Rien de plus banal, de plus insignifiant qu’une station-service. À quoi pense-t-on quand on fait le plein ? À rien, en général. Ce temps est un temps vide. Que dire alors du métier de pompiste, à peu près abandonné chez nous, encore en usage chez quelques-uns de nos voisins ?
Un homme à notre service, comme la station dont il est le gérant ou l’employé : un homme qui attend, donc, vous, ceux qui vous ont précédés et ceux qui vous suivront. Un homme éternellement en attente. Pas si différent de nous, tout compte fait.
Hopper a peint la profonde banalité d’un paysage suburbain avec les égards dignes d’une scène sacrée. C’est que l’on attend quelque chose ici : la prochaine voiture, le prochain client. Mais rien ne vient, et c’est bien l’absence de voiture qui fait la force de la composition.
Penché sur une pompe, l’homme semble songeur. Imagine-t-il, dans son ennui, un véhicule en train de se métamorphoser comme par magie en cheval ailé, comme le Pégase que l’on aperçoit sur le panneau éclairé devant le poste à essence et sur chacune des trois pompes alignées ?
Ce qui saute aux yeux, surtout, c’est le contraste pour le moins mystérieux entre le jour et la nuit, mais aussi entre la présence humaine et la nature. Où est-on au juste ? Nulle part. Tout aussi énigmatique, la lumière qui vient éclairer la scène donne à l’homme aux pompes à essence un air surnaturel.
Mais que fait-il ici, à cette heure silencieuse, au bord du crépuscule, absorbé en lui-même ? Rien, il attend, il ne sait ni qui, ni quoi, ni quand, ni, peut-être, pourquoi. Une interrogation faite homme.

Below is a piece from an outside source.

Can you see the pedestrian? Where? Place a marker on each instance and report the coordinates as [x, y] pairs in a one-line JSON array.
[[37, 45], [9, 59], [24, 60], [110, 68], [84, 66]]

Impénétrable.
Et aussi indéchiffrable que notre temps. C’est que ce temps, le siècle dernier et le nôtre, est profondément un temps de l’attente. Les plus grands livres ne nous parlent que d’elle, comme le fait le tableau de Hopper.
Le Désert des Tartares de Buzzati, Le Rivage des Syrtes de Gracq, En attendant Godot de Beckett et jusqu’au très contemporain En attendant les barbares de Coetzee, tous sont des figurations de notre condition d’êtres qui attendent.
Et quoi donc ? Rien : la mort, la guerre, quelqu’un, une réponse. Une réponse… À nous qui attendons, de chercher laquelle. Et pas seulement pour faire le plein d’une voiture. Pour faire le plein de l’existence.